12. A display device, comprising:

a substrate;

a lower metal layer on the substrate and including a plurality of curved portions;

a semiconductor layer overlapping the lower metal layer;

a first gate wiring layer on the semiconductor layer and including a (k−1)th scan line and a kth scan line disposed in parallel with each other, and a kth light emitting line disposed in parallel with the (k−1)th scan line and the kth scan line;

a second gate wiring layer on the first gate wiring layer and including an initialization voltage line configured to receive an initialization voltage and a connection electrode electrically connected to the lower metal layer;

a data wiring layer on the second gate wiring layer and including a jth data line crossing the (k−1)th scan line and the kth scan line, and a first driving voltage line configured to receive a first driving voltage and which is electrically connected to the connection electrode; and

a light emitting electrode on the data wiring layer, wherein edges of respective ones of the curved portions are on concentric circles having substantially a same center point, and wherein an edge of the semiconductor layer is on the lower metal layer.

13. The display device of claim 12, wherein the lower metal layer includes:

a first pattern region having a Fresnel zone plate shape, and

a second pattern region overlapping the semiconductor layer.

14. The display device of claim 13, wherein:

a line width of the second pattern region has a first width, and

a line width of the semiconductor layer overlapping the second pattern region has a second width substantially equal to or greater than the first width.

15. The display device of claim 14, wherein the semiconductor layer includes a substantially flat top surface.

16. The display device of claim 13, wherein the first pattern region includes a plurality of rings having substantially a same area.

17. The display device of claim 16, wherein the second pattern region electrically connects the rings.

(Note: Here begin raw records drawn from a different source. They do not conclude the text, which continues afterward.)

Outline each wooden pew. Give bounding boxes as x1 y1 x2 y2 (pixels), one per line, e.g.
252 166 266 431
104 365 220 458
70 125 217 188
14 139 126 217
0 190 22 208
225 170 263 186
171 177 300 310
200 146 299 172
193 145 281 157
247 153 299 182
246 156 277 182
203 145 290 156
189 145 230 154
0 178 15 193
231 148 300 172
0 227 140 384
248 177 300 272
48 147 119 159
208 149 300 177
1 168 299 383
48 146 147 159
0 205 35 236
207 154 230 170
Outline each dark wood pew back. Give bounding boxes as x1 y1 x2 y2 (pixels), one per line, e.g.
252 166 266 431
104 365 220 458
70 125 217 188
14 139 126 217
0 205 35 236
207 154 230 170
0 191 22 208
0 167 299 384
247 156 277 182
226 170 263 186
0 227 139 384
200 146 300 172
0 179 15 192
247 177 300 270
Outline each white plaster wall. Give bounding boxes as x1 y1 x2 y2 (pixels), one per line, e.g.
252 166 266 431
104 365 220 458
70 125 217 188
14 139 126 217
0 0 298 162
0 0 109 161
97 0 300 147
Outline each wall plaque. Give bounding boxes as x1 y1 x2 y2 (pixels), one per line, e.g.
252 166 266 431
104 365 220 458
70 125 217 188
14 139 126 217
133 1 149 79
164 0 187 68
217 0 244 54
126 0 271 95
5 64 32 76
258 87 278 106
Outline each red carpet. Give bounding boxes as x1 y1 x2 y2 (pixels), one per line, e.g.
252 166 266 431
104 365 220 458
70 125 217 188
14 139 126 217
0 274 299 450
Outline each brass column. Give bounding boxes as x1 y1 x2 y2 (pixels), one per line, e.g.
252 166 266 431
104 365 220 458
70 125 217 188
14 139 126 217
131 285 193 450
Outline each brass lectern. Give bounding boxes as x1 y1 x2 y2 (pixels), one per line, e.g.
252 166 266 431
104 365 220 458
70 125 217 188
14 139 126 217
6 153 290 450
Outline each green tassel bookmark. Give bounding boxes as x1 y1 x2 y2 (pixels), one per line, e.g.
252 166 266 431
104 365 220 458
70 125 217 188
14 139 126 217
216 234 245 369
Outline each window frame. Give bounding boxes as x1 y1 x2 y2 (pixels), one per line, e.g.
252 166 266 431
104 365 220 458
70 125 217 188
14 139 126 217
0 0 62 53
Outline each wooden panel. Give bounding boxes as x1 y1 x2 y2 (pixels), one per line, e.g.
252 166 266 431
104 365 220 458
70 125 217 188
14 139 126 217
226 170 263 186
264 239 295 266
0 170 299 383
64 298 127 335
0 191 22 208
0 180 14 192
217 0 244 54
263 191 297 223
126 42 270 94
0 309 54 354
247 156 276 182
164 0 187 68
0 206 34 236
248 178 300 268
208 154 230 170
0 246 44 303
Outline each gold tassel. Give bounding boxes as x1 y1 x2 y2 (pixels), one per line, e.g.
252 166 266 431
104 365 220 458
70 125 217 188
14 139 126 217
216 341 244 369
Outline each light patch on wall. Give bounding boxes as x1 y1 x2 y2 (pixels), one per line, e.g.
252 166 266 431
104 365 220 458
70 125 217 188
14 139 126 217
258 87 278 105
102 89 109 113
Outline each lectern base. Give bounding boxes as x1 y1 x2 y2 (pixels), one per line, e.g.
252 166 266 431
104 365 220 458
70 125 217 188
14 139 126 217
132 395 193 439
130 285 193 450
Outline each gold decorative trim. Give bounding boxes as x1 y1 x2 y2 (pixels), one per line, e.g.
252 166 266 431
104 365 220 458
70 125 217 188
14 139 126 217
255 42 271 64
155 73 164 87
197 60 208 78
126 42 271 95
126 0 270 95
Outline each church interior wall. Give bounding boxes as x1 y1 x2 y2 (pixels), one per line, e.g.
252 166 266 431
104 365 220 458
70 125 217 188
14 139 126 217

18. The display device of claim 12, further comprising:

a light transmitting portion and a light blocking portion overlapping the semiconductor layer, the first gate wiring layer, the second gate wiring layer, the data wiring layer, and the light emitting electrode.

19. The display device of claim 18, wherein the light transmitting portion does not overlap the lower metal layer, the semiconductor layer, the first gate wiring layer, the second gate wiring layer, the data wiring layer, and the light emitting electrode.

20. The display device of claim 18, further comprising:

a fingerprint recognition sensor under the substrate and configured to receive light incident through the light transmitting portion.